I see two implementations that do have an INPUT block, although not necessarily in the standard spot, and these do unambiguously specify var as variable name, although it's not specified that it's a str. I think it would be more self-documenting if that optional parameter is named name or varname to emphasize it's expected to be a string.

nbruin commented 1 year ago
comment:12

Replying to Dave Morris:

The rest of the docstring has examples, and the following comment:

Ensure the variable name of the polynomial does not conflict with
variables used within the matrix, and that non-integral powers of
variables do not confuse the computation
(https://trac.sagemath.org/14403):

I think it is ambiguous whether the variable y is "used within the matrix", so I do not find this to be unambiguous.

I might be misreading it, but that looks like a totally confused doctest. It looks like someone was planning on implementing a strategy for disambiguating variable names for charpolys of symbolic matrices, but was dissuaded and somehow committed a doctest; using .list() on the charpoly to avoid showing that the variable names are not disambiguated. This is bound to happen at some point and I think we have now found a doctest that needs to be removed.

Indeed, the documentation of the toplevel charpoly is in bad need of clean-up. The actual methods seem to be in a little better shape. This is not uncommon. Incidentally, for me both charpoly? and characteristic_polynomial? give their full (flawed) documentation.

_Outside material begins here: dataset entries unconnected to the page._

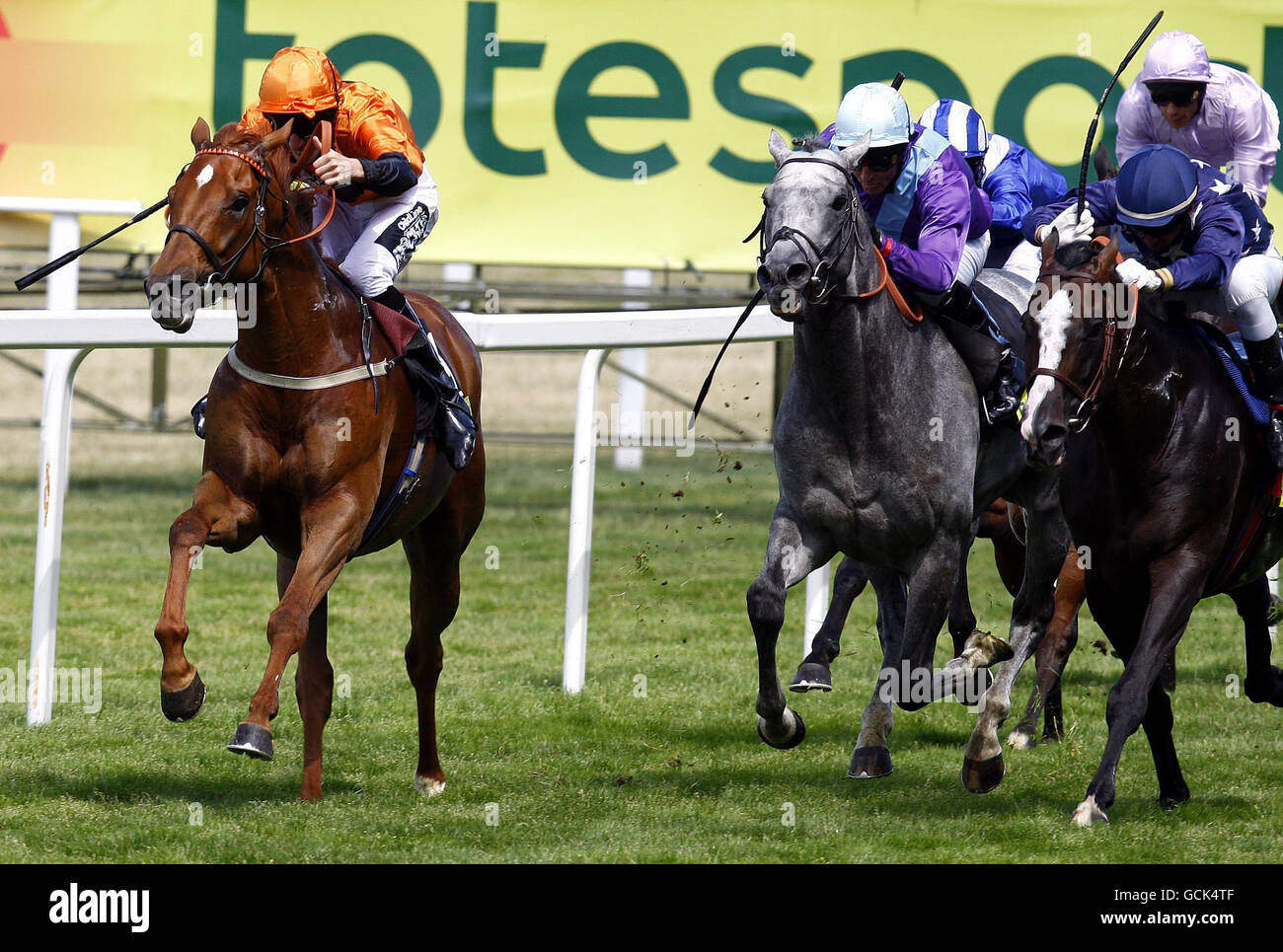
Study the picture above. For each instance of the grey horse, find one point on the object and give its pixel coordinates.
(880, 456)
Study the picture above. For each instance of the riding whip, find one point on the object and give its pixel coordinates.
(26, 281)
(1099, 108)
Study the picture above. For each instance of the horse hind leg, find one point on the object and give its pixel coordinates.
(313, 683)
(1047, 539)
(1264, 682)
(871, 757)
(432, 550)
(792, 551)
(813, 671)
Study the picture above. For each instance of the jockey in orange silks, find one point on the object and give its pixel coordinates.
(388, 200)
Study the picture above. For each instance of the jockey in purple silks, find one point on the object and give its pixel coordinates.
(1015, 180)
(931, 220)
(1210, 111)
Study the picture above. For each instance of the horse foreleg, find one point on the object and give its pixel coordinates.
(330, 532)
(214, 517)
(1047, 539)
(1052, 654)
(1264, 682)
(813, 671)
(313, 683)
(792, 550)
(1175, 585)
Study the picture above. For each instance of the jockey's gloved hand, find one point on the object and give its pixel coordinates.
(1068, 229)
(338, 170)
(880, 243)
(1133, 272)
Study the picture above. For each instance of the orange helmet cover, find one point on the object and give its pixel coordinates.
(299, 80)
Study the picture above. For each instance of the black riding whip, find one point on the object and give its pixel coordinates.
(1099, 108)
(26, 281)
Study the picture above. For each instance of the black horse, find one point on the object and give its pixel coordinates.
(1158, 490)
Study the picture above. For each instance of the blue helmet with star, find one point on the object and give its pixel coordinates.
(1155, 184)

Are you looking at an old version?

DaveWitteMorris commented 1 year ago
comment:13

I am on 9.8b3. M.characteristic_polynomial? gives the docstring of Matrix.characteristic_polynomial, which is:

Synonym for self.charpoly(...).

EXAMPLES::

    sage: a = matrix(QQ, 2,2, [1,2,3,4]); a
    [1 2]
    [3 4]
    sage: a.characteristic_polynomial('T')
    T^2 - 5*T - 2

Using characteristic_polynomial? gives the documentation of a different function (from the file src/sage/misc/functional.py).

I think charpoly is defined in about 20 different files, so cleaning up all of them will be a bit of a patch bomb.

maxale commented 1 year ago
comment:14

Replying to Nils Bruin:

I can see how it seems that you're allowed to ask for the characteristic polynomial evaluated at the value specified, but that's not what the design is, as the example above clearly shows.

I see that my bugreport deviated into updating the documentation, but I'd actually prefer to make it possible for .characteristic_polynomial() to accept any values, including strings (the current behavior), variables, polynomials etc., and evaluate the characteristic polynomial at the given argument. Restricting it to just strings and interpreting anything else in a unobvious way (like variable y in my example) appears a major limitation.

For my particular application, I'm forced to avoid .characteristic_polynomial() at all and compute the characteristic polynomial based on the definition like (y*identity_matrix(2) - M).det(), unfortunately.

DaveWitteMorris commented 1 year ago
comment:15

You can use the characteristic polynomial. From sage's perspective (which I think is a good one), you want to calculate the characteristic polynomial, and then substitute y for the variable:

sage: M.characteristic_polynomial().subs(y)
x^2 - 2*x*y + y^2

If you keep in mind that the characteristic polynomial needs to be a polynomial over the base ring, then you should understand that it is not the answer you are looking for, because you want an element of the base ring (i.e., a constant). Evaluating the polynomial gives the answer that you want.